Periodic Reporting for period 1 - TIPAT (Training towards Personalized Antibiotic Treatment)

Okres sprawozdawczy: 2020-03-01 do 2022-02-28

Antimicrobial resistance (AMR) is an increasing threat to effectively treat serious bacterial infections. To this end, tailoring antibiotic treatments to individual patients is urgently needed to maximize efficacy while minimizing the risk of promoting further resistance. To enable development of innovative personalized antibiotic treatment strategies, quantitative understanding of the interplay between drug, pathogen and host is crucial. The Training towards Innovative Personalized Antibiotic Therapy (TIPAT) network will train inter-disciplinary specialists optimally equipped with a skill set to address this challenge.

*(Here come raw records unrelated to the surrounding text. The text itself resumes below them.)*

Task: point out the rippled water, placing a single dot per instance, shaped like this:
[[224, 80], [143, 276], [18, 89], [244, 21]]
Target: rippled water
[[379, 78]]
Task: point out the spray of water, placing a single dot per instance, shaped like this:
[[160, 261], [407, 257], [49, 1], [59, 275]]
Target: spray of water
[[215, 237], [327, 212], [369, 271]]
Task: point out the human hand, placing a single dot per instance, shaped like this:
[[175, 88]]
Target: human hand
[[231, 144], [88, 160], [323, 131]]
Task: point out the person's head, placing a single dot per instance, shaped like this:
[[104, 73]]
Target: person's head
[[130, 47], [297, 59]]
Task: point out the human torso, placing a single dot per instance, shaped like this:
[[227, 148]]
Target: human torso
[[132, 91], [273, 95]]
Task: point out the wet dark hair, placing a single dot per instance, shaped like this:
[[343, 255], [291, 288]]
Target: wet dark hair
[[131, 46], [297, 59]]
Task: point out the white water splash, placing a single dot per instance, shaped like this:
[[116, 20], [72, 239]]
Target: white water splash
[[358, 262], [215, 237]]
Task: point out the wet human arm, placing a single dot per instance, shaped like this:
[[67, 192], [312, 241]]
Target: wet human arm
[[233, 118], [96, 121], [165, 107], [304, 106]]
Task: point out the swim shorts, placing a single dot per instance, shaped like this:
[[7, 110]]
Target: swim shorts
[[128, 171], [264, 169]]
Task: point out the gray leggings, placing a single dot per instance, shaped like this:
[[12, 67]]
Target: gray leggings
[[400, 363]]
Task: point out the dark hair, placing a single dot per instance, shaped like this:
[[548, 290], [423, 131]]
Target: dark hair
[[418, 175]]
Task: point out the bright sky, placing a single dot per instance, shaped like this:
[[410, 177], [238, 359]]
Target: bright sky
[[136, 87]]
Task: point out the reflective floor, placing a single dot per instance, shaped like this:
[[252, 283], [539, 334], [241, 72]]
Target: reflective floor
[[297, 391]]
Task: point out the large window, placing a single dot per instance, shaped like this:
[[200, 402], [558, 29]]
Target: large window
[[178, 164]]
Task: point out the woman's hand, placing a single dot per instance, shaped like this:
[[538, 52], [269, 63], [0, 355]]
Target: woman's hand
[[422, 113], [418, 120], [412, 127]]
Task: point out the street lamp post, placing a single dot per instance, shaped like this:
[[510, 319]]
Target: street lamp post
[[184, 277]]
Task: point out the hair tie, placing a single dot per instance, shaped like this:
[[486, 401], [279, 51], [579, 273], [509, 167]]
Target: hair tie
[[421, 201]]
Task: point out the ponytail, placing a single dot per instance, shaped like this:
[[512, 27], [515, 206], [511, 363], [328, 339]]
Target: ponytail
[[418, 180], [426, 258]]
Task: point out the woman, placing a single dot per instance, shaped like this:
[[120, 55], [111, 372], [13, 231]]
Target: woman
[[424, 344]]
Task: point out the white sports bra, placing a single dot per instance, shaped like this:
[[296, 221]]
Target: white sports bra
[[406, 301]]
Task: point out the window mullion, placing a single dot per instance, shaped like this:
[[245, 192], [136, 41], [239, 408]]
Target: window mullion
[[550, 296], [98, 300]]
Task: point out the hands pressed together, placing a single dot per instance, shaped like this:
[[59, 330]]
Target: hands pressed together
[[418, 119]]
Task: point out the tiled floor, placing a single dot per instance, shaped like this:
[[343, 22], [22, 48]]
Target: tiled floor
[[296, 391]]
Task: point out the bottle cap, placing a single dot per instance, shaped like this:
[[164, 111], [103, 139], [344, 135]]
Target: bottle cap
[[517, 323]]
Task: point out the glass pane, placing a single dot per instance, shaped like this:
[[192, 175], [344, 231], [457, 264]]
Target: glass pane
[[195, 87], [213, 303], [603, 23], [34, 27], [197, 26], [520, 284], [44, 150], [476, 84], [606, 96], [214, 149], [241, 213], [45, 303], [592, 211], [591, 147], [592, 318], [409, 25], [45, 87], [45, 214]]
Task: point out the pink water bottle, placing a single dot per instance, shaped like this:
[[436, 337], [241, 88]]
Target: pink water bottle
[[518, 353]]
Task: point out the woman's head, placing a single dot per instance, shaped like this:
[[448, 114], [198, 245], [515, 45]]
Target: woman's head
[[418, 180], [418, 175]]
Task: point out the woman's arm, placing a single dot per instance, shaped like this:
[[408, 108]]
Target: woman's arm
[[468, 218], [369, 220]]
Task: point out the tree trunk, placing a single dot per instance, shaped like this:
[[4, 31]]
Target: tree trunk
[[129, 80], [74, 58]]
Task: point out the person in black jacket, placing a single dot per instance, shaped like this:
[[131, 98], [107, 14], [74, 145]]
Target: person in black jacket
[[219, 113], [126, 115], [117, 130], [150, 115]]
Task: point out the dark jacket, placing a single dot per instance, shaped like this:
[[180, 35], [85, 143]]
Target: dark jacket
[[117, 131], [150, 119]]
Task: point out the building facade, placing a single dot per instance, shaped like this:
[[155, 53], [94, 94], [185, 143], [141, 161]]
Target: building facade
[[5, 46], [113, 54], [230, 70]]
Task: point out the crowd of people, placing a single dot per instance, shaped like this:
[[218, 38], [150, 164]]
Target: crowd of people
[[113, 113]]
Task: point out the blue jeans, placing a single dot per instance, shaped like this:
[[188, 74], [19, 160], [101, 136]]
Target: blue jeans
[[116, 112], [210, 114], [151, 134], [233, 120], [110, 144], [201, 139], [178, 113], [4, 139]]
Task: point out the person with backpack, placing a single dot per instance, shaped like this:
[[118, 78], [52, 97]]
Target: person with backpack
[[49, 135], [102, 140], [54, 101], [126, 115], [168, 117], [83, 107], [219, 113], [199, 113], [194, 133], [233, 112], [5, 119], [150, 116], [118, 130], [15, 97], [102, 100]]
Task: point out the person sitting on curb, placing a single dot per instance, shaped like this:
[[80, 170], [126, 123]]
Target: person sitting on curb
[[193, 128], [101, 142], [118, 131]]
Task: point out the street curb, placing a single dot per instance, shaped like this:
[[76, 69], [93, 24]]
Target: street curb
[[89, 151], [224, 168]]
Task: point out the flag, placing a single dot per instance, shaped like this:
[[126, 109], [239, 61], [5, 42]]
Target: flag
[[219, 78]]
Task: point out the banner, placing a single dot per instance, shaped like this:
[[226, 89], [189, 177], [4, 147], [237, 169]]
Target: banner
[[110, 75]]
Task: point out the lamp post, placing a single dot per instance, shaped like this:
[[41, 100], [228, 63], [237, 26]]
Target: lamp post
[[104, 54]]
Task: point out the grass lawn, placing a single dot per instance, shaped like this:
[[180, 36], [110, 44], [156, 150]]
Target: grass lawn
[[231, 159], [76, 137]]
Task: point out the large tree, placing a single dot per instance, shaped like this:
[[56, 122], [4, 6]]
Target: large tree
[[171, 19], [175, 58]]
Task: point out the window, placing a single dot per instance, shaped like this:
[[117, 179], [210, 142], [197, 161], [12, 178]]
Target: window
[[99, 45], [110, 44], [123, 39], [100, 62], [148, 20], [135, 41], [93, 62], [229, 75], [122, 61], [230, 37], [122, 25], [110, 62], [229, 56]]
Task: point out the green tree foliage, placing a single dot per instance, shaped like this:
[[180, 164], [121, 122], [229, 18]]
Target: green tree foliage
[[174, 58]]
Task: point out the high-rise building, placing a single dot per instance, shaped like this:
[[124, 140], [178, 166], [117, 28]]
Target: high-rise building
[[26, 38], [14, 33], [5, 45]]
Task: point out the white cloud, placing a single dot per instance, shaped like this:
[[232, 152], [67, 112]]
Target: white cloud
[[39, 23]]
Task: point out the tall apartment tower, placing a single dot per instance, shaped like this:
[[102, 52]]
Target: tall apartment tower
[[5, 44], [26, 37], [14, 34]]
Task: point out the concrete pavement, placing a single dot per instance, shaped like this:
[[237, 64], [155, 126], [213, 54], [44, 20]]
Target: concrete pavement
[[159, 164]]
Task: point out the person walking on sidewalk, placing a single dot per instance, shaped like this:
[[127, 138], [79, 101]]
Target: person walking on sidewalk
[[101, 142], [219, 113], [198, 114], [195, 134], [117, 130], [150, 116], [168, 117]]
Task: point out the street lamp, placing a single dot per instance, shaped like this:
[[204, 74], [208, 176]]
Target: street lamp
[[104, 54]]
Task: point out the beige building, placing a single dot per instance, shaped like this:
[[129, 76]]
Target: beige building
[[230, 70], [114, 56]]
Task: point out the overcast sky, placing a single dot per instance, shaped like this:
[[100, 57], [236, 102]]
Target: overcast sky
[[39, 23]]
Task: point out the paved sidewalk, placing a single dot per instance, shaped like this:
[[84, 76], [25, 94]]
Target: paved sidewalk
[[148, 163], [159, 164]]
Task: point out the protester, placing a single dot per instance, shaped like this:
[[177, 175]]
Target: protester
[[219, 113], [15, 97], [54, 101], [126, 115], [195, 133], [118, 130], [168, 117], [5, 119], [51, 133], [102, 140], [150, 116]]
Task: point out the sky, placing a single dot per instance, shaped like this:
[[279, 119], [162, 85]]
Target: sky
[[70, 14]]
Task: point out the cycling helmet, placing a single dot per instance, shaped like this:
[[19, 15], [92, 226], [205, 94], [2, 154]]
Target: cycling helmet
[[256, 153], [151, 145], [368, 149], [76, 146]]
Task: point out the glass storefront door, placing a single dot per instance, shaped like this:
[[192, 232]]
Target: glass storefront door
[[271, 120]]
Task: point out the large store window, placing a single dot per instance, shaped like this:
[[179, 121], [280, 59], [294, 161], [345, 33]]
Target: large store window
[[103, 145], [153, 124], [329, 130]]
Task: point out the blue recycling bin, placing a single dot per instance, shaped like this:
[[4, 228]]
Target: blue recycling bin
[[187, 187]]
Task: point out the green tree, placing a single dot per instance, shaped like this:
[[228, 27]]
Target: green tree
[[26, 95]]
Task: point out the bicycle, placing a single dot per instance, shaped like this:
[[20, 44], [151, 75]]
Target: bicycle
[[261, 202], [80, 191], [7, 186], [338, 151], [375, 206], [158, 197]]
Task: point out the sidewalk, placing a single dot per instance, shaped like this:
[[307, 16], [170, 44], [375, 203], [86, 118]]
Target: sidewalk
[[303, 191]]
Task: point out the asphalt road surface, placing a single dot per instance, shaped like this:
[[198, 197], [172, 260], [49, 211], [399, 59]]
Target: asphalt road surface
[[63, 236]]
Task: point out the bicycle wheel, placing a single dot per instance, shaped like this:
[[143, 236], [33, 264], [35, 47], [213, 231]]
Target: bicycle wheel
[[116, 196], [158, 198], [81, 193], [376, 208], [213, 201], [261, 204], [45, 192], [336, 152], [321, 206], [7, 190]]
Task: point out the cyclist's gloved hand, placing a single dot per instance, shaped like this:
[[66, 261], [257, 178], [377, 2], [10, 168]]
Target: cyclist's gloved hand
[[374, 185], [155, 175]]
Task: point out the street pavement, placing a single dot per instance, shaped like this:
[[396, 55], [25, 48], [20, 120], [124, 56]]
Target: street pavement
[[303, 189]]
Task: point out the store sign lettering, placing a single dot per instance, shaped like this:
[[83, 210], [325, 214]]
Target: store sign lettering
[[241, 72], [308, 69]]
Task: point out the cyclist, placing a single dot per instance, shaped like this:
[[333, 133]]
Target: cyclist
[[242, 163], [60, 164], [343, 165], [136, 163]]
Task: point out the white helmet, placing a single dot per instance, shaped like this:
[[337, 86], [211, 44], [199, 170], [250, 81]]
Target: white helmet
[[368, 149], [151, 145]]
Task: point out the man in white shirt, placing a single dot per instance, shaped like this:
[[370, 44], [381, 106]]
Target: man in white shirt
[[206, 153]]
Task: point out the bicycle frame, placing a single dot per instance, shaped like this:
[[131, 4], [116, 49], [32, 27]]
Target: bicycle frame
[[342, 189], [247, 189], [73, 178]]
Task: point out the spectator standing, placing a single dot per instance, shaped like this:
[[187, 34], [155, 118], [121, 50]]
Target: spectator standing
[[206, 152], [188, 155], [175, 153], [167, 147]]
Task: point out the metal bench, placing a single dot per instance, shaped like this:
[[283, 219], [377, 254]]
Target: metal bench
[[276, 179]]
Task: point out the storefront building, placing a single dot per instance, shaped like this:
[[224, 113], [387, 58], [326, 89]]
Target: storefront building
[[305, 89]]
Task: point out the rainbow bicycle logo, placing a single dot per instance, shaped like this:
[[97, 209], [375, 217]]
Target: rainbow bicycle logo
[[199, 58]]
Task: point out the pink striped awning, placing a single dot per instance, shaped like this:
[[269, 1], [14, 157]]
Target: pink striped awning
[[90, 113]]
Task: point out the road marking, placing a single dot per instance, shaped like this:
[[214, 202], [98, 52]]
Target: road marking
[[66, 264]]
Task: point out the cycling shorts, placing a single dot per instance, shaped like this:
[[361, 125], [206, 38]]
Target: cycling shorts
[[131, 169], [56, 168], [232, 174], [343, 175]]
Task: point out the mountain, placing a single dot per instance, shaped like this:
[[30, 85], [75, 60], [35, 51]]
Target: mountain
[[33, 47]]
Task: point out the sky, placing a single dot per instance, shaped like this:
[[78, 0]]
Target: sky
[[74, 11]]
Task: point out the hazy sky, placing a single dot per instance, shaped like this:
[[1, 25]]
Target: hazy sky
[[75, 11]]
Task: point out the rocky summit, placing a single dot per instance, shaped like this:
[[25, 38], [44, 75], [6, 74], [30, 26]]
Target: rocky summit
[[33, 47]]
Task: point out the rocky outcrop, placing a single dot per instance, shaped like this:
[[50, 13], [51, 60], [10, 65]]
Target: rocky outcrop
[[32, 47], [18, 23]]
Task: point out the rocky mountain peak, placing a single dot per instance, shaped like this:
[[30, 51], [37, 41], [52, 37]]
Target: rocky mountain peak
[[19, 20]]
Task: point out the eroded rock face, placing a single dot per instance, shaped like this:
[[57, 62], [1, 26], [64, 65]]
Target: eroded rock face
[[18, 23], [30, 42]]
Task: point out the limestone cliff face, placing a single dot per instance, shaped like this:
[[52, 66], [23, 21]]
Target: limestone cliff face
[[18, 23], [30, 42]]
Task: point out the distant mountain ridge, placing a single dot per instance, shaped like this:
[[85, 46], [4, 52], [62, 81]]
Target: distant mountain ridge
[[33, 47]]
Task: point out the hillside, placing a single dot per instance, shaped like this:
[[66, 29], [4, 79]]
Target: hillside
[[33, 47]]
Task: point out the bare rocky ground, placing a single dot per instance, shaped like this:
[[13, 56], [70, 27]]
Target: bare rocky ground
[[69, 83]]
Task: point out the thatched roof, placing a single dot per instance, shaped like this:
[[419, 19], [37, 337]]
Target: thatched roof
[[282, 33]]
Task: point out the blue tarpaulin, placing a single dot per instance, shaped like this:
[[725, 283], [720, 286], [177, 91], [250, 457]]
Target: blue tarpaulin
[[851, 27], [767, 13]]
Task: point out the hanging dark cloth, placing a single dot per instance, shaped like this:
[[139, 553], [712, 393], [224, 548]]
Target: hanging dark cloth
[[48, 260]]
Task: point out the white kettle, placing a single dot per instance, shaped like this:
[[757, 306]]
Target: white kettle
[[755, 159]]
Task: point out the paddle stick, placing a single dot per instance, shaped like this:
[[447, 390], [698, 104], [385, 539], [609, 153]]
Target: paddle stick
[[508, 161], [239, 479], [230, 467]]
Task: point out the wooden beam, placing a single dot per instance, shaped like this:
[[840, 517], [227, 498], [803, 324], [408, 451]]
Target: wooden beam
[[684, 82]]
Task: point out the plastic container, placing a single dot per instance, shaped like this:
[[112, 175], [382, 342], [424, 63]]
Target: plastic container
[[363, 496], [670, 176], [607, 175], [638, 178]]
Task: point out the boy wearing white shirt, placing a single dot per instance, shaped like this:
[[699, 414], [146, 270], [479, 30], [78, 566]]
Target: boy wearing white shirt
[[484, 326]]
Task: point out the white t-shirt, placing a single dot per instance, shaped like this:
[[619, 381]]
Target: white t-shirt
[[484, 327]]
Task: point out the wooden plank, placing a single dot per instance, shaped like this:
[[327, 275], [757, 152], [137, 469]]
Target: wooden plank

TIPAT offers a cutting-edge training-by-research programme for 15 Early Stage Researchers (ESRs) who will investigate translation and integration of biological and pharmacological data related to drug-pathogen-host interactions towards personalized therapies. Central to the TIPAT research and training program is the combination of state-of-the art quantitative modelling with approaches in clinical pharmacology, immunology and microbiology, which enables development of innovative methodology to personalized antibiotic therapies.

The consortium unites a cross-disciplinary team of leading academic experts and inter-sectoral partners including SMEs, pharmaceutical companies and hospitals. Secondments complementary to ESR research projects will promote inter-professional and cross-disciplinary research and communication. The TIPAT integrated program is enriched with transferable, regulatory and entrepreneurial skills training delivered through themed Summer and Winter schools.

The TIPAT network will deliver inter-disciplinary specialists in personalized antibiotic treatment strategies. The TIPAT training will strongly expand career perspectives of ESRs in academia, hospitals, industry or regulatory agencies, and develop scientific innovations to enable optimal therapy for individual patients to address current and future challenges of AMR-infections.
The scientific goals of TIPAT are to 1) characterize the effect of host (patient)-associated factors impacting antibiotic (target-site) exposure; 2) quantify the effect of antibiotic exposure on pathogen-specific killing, resistance and tolerance; and 3) define relationships between host immune response, bacterial infection and antibiotic therapy.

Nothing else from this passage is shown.